Tamara Darvish, who fought for dealer rights on Capitol Hill after a massive termination of dealerships, receives Manheim auction firm's woman of the year award.
“Tamara is a shining example of an outstanding leader, role model and tireless advocate for our industry,” says Manheim CEO Dean Eisner, citing Darvish's contributions to the auto industry, education and charities.
He presents the award at Northwood University's annual breakfast during the NADA convention. Darvish is a graduate of Northwood's dealer-management program.
She is executive vice president of DARCARS, a dealership group founded by her father.
Based in Silver Springs, MD, the 35-franchise group had $773 million in revenue in 2009. It ranks No.26 on the Ward's Megadealer 100.
Joining the firm 26 years ago, Darvish now oversees daily operation of all departments.
But it was her work outside the family firm that garnered her national attention as a dealer advocate. She co-founded a group that fought the way General Motors and, especially, Chrysler terminated thousands of dealerships in 2009 and 2010 as part of a post-bankruptcy reorganization plan.

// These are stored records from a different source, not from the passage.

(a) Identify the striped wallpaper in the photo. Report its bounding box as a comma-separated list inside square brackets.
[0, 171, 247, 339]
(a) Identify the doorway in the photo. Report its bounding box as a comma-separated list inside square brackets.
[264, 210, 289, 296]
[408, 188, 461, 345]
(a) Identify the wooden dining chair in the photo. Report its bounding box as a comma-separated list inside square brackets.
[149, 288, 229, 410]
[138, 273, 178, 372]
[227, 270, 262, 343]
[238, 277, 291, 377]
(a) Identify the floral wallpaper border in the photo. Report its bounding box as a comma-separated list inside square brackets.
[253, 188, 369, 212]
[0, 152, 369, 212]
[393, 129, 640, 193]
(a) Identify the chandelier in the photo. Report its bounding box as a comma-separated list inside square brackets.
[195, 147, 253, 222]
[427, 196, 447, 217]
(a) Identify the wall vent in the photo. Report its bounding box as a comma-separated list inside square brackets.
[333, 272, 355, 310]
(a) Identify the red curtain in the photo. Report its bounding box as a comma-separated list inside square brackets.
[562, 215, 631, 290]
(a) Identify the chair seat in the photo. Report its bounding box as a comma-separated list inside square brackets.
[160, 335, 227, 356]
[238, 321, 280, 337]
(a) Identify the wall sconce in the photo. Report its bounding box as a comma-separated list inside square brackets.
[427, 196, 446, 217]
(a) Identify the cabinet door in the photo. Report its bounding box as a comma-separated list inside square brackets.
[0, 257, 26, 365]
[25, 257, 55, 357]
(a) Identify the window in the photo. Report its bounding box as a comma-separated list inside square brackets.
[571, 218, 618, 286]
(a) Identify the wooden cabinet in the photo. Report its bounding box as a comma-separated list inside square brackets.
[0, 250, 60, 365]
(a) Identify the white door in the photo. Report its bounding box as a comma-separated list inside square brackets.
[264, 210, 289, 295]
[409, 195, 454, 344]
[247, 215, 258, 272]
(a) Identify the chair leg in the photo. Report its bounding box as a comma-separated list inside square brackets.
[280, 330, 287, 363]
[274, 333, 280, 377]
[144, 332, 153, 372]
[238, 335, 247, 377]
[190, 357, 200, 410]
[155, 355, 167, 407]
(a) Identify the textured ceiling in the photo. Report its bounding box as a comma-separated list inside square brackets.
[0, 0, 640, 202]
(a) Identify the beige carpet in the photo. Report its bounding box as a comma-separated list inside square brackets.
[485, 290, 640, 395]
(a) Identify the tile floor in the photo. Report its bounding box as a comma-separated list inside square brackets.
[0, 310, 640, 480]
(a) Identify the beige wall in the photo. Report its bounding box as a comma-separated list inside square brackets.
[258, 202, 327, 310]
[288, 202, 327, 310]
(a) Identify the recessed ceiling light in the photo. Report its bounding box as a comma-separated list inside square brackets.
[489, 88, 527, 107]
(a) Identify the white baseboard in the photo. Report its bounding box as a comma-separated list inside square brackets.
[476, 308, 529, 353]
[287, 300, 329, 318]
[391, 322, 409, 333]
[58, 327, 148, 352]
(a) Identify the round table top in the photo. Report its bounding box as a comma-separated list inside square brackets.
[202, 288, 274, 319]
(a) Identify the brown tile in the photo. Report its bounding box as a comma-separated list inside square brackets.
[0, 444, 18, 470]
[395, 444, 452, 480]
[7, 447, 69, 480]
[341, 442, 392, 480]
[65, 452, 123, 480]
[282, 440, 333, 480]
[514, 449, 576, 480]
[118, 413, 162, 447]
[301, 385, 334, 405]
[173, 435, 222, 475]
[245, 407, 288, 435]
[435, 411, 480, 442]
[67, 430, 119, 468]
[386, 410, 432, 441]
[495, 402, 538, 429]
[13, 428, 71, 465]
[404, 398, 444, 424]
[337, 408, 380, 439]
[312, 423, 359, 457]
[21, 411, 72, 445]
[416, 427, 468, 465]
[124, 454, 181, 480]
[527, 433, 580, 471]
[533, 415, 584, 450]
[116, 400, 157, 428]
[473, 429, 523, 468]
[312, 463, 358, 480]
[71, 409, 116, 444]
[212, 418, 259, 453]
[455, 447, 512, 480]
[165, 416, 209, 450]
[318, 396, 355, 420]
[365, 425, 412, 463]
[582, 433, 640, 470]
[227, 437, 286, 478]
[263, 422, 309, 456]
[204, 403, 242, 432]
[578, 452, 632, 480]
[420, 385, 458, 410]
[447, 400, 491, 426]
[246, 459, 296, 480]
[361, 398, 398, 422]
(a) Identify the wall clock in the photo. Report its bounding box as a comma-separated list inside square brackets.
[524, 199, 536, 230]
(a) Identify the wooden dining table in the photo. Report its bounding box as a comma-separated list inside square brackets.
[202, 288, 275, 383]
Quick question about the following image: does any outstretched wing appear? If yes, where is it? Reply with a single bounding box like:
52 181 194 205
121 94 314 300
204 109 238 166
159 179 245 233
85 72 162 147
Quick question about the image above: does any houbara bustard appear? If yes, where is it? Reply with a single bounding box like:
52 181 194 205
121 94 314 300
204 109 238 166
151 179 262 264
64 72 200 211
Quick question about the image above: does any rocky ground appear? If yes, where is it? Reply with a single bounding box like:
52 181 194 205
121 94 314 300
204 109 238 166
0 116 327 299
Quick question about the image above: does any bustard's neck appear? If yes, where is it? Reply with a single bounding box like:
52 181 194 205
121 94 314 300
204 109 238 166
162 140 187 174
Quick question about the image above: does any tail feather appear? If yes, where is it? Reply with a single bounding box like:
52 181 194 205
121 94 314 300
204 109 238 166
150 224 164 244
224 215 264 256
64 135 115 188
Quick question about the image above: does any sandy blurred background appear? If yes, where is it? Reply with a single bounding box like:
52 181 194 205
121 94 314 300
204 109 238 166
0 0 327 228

Her efforts included testifying before Congress, which ultimately enacted legislation requiring third-party arbitration for dealers.
“We can all learn and be inspired by her many accomplishments,” Eisner says.
Says Darvish: “I have the pleasure of working with countless colleagues who love the automotive industry as much as I do, and who give their time and resources to improve their communities.”